I believe if you say "close to 1st and 2nd sentence" you don't mean close as in sentence position but in vector space, right?

Ah, yes, from the vector space

You would like to know for every sentence in result summary the list of removed sentences it represents in the original text and how many of them. I am afraid there is no easy way how to get this info from the LSA summarizer. Summarizers are a black box and one can tweak them slightly sometimes. But this would require to create completely new one that also picks sentences as you described. But I don't really know how would I approach it.

Yes, I wasn't trying to tweak the LSA itself, I was thinking that maybe looking at the powered_sigma or v_matrix, one could make a relation with it (I believe this is the similarity matrix?).

Something that looks like this.

Screenshot 2023-01-30 at 11 26 12

Maybe, given the similarity matrix, one could get the number of sentences represented by them using hierarchical clustering.

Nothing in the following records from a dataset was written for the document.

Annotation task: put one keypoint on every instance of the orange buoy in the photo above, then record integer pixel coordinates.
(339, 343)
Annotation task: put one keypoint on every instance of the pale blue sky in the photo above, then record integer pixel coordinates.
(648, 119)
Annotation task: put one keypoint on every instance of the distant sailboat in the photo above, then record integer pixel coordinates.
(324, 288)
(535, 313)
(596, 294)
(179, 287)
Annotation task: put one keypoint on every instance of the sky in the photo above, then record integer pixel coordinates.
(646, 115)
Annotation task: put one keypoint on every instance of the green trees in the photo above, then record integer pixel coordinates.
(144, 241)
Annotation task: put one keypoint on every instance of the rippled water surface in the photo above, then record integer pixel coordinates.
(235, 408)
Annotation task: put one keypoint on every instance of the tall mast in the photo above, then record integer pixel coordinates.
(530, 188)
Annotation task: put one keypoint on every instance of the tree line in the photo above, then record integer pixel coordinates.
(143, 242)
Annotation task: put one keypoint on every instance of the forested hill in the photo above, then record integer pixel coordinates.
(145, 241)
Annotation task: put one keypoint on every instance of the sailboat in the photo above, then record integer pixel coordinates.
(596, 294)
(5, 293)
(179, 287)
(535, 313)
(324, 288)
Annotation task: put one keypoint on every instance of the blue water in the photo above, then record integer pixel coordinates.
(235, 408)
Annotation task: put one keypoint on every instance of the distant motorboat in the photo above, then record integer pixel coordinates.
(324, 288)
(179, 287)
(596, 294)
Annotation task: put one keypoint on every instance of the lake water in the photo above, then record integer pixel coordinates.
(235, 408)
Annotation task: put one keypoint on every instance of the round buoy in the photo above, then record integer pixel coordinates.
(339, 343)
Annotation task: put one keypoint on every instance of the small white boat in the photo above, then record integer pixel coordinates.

miso-belica commented 1 year ago

Oh, yes. If you are even willing to try some clustering algorithm and make your own modifications to LSA it is definitely doable. You know all the vectors so you can cluster them together. You even now initial cluster leaders (summarized sentences). It sounds like you know what you are doing so should be fine :)

darwinharianto commented 1 year ago

You know all the vectors so you can cluster them together.

Yes, about this. I am not sure how to read this part. How can I get the vector matrices? I believe it is somewhere over here ? Which variable should I look at?

miso-belica commented 1 year ago

It is a bit more complicated. LSA gives you 2 matrices and a vector. I use only one of the matrices but their combination always have some meaning. You can check more in the documentation and link to original article from Steinberger and Jezek.

Here is a relevant result https://github.com/miso-belica/sumy/blob/7fd49700082b217ab254bbc6ae4ca72404985f24/sumy/summarizers/lsa.py#L45 Here the computation of the sentences for the topics https://github.com/miso-belica/sumy/blob/7fd49700082b217ab254bbc6ae4ca72404985f24/sumy/summarizers/lsa.py#L119-L120

Also keep in mind I implemented the library years ago and giving you advises from my poor memory and what is see in the code now. Can't dedicate more time to study the LSA details a to advise you more unfortunately.